De acordo com o superintendente do hospital, a unidade montou um laboratório próprio onde os trabalhadores fazem testes de IgM e IgG, que atestam se a pessoa já criou ou não anticorpos para a doença. 

Diretora do Sindicato dos Médicos da Bahia (Sindimed-BA), Clarice Saba, explicou que o sindicato fez vistorias na unidade há cerca de um mês, quanto foi detectado o baixo fornecimento de EPIs para os trabalhadores e apontada uma preocupação com a falta de uma ala exclusiva de covid-19, mesmo que o hospital não fosse referência.

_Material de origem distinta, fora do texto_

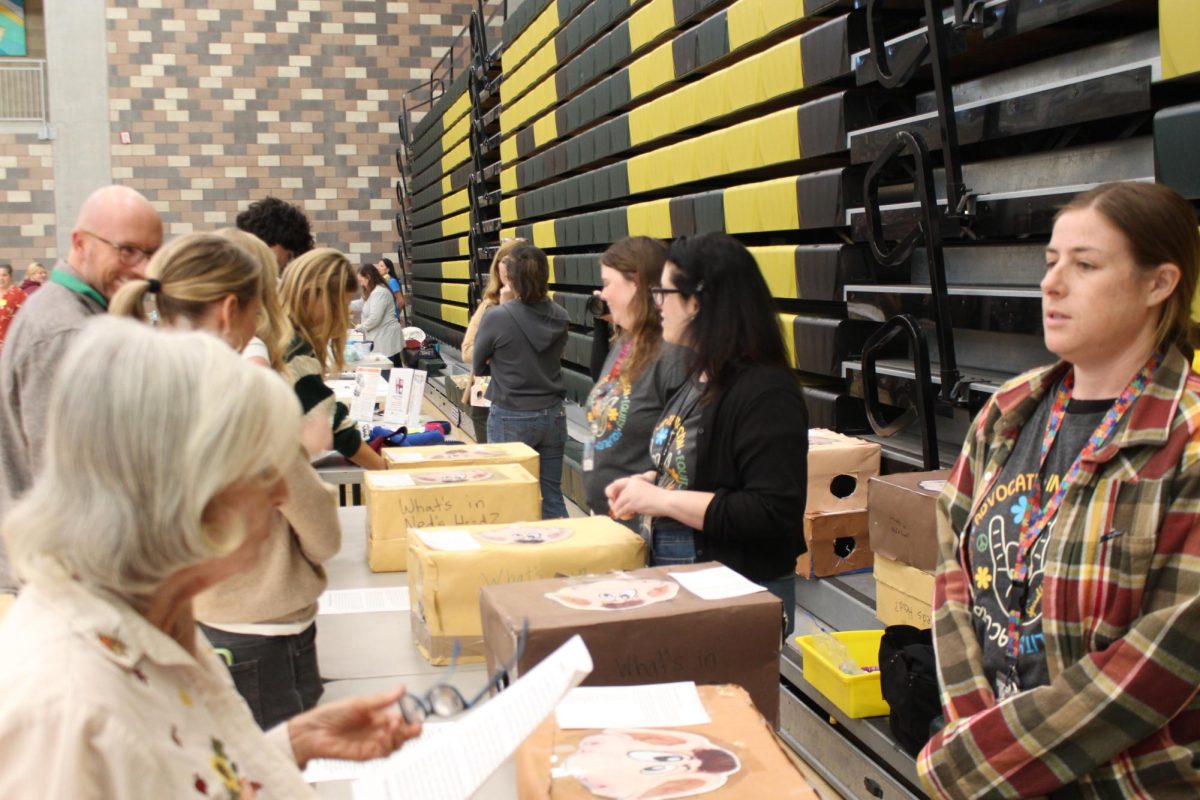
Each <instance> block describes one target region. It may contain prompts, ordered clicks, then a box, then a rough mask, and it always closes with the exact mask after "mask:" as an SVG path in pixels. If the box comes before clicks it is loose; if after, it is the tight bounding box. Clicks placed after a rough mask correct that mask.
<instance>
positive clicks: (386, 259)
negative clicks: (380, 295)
mask: <svg viewBox="0 0 1200 800" xmlns="http://www.w3.org/2000/svg"><path fill="white" fill-rule="evenodd" d="M374 267H376V270H377V271H378V272H379V277H380V278H383V281H384V282H386V284H388V291H390V293H391V299H392V303H394V306H395V311H396V321H397V323H398V321H400V311H401V308H403V307H404V291H403V288H402V287H401V285H400V278H397V277H396V265H395V264H392V263H391V259H390V258H380V259H379V260H378V261H376V265H374Z"/></svg>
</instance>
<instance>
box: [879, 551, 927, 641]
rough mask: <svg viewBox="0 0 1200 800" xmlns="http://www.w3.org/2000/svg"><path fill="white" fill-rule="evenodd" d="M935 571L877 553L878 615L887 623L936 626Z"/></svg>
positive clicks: (894, 623) (916, 626) (903, 624)
mask: <svg viewBox="0 0 1200 800" xmlns="http://www.w3.org/2000/svg"><path fill="white" fill-rule="evenodd" d="M932 608H934V573H932V572H924V571H922V570H918V569H916V567H911V566H908V565H907V564H900V563H899V561H893V560H892V559H889V558H886V557H883V555H880V554H878V553H876V554H875V616H876V618H878V620H880V621H881V622H883V624H884V625H912V626H913V627H920V628H925V627H934V610H932Z"/></svg>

O problema dos equipamentos de proteção foi sanado, garante o sindicato e os próprios funcionários, mas a ala não foi criada. “Deveria ter, assim como toda unidade de saúde”, defende Saba.

Hospital solicitou abertura de leitos de enfermaria

Antônio Carlos Lemos disse ainda que o hospital solicitou ao estado, nesta segunda-feira (15), permissão para ofertar 30 leitos de enfermaria para pacientes de covid-19. Se o pedido for aprovado, a unidade aumentará a capacidade estadual para o enfrentamento da pandemia, mas ainda assim só poderá receber pacientes que sejam regulados para lá. 

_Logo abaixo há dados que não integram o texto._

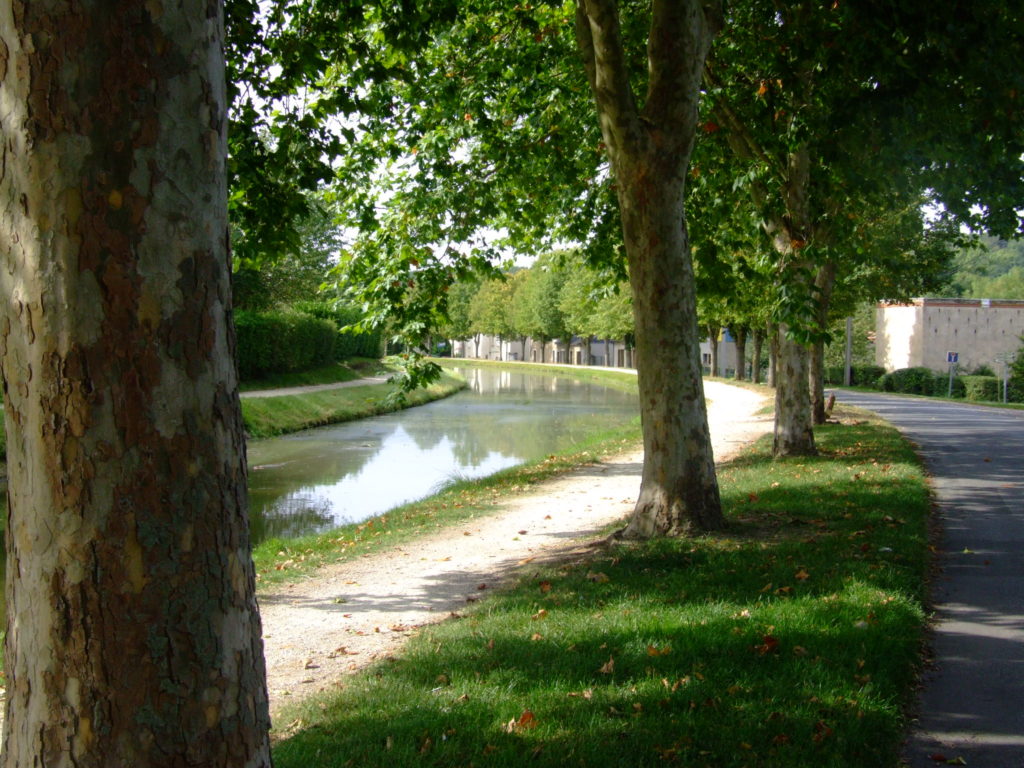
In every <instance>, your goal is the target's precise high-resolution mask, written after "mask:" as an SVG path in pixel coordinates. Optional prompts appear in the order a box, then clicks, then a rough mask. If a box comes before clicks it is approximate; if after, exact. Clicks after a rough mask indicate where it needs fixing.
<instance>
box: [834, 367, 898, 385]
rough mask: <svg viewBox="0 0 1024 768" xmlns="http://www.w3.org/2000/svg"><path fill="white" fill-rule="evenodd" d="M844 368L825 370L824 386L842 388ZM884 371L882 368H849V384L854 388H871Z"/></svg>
mask: <svg viewBox="0 0 1024 768" xmlns="http://www.w3.org/2000/svg"><path fill="white" fill-rule="evenodd" d="M845 373H846V371H845V367H844V366H828V367H826V368H825V384H830V385H833V386H842V385H843V378H844V374H845ZM885 373H886V370H885V369H884V368H883V367H882V366H850V379H851V382H850V384H851V385H852V386H855V387H873V386H874V385H876V383H877V382H878V380H879V377H881V376H884V375H885Z"/></svg>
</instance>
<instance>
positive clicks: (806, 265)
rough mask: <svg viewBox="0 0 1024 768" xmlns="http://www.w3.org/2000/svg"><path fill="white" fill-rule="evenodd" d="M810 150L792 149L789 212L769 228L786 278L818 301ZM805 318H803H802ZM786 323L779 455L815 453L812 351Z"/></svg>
mask: <svg viewBox="0 0 1024 768" xmlns="http://www.w3.org/2000/svg"><path fill="white" fill-rule="evenodd" d="M810 178H811V157H810V152H809V151H808V148H807V147H806V146H804V145H801V146H799V147H797V148H796V150H794V151H793V152H792V153H790V156H788V158H787V163H786V174H785V182H784V184H783V189H782V198H783V200H784V202H785V216H783V217H781V218H779V219H774V220H767V221H766V223H765V226H766V231H767V232H768V234H769V236H770V237H771V239H772V244H773V245H774V248H775V251H776V252H777V253H778V255H779V264H780V267H781V269H782V270H783V271H784V272H786V274H785V275H784V276H783V278H782V280H783V281H786V282H787V283H790V285H791V289H793V288H794V287H798V289H800V288H806V289H807V290H806V291H804V290H794V291H793V293H794V294H795V295H797V296H806V300H807V301H813V300H814V293H815V292H814V290H813V286H811V285H810V284H811V283H812V280H813V279H812V278H809V276H807V275H808V273H810V272H812V265H811V264H810V263H808V260H807V258H806V257H805V256H803V254H804V253H805V252H806V251H805V249H806V248H807V246H808V243H809V242H810V240H811V234H812V229H813V227H812V225H811V214H810V200H809V198H810ZM801 322H803V321H801ZM791 336H792V334H791V333H790V332H788V330H787V326H786V324H784V323H783V324H780V325H779V347H778V360H777V366H778V368H777V370H776V378H775V452H774V453H775V456H813V455H814V454H816V453H817V450H816V449H815V445H814V429H813V427H812V420H811V397H810V386H809V369H810V361H809V350H808V348H807V347H806V346H805V345H804V344H802V343H800V342H797V341H795V340H794V339H793V338H790V337H791Z"/></svg>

“Se não abrirem leitos de UTI [Unidade de Terapia Intensiva] no hospital, nós só podemos receber leitos de pacientes egressos de outras UTIs do estado, que saiam de alta, mas ainda precisam ficar internados, por outros motivos”, explica Lemos. Atualmente, a Bahia possui 2.102 leitos exclusivos de covid-19, sendo que 866 são de UTI, segundo dados da Sesab.

O superintendente acrescentou que a decisão de não incluir o hospital no plano de enfrentamento do novo coronavírus foi unicamente da gestão estadual. Embora não saiba exatamente o motivo, ele acredita que o governo pensou em ter o Hospital das Clínicas como retaguarda para as demais doenças — cardíacas, renais, oncológicas, etc. “Nos colocamos à disposição para mostrar que um hospital universitário poderia estar nessa luta”, concluiu.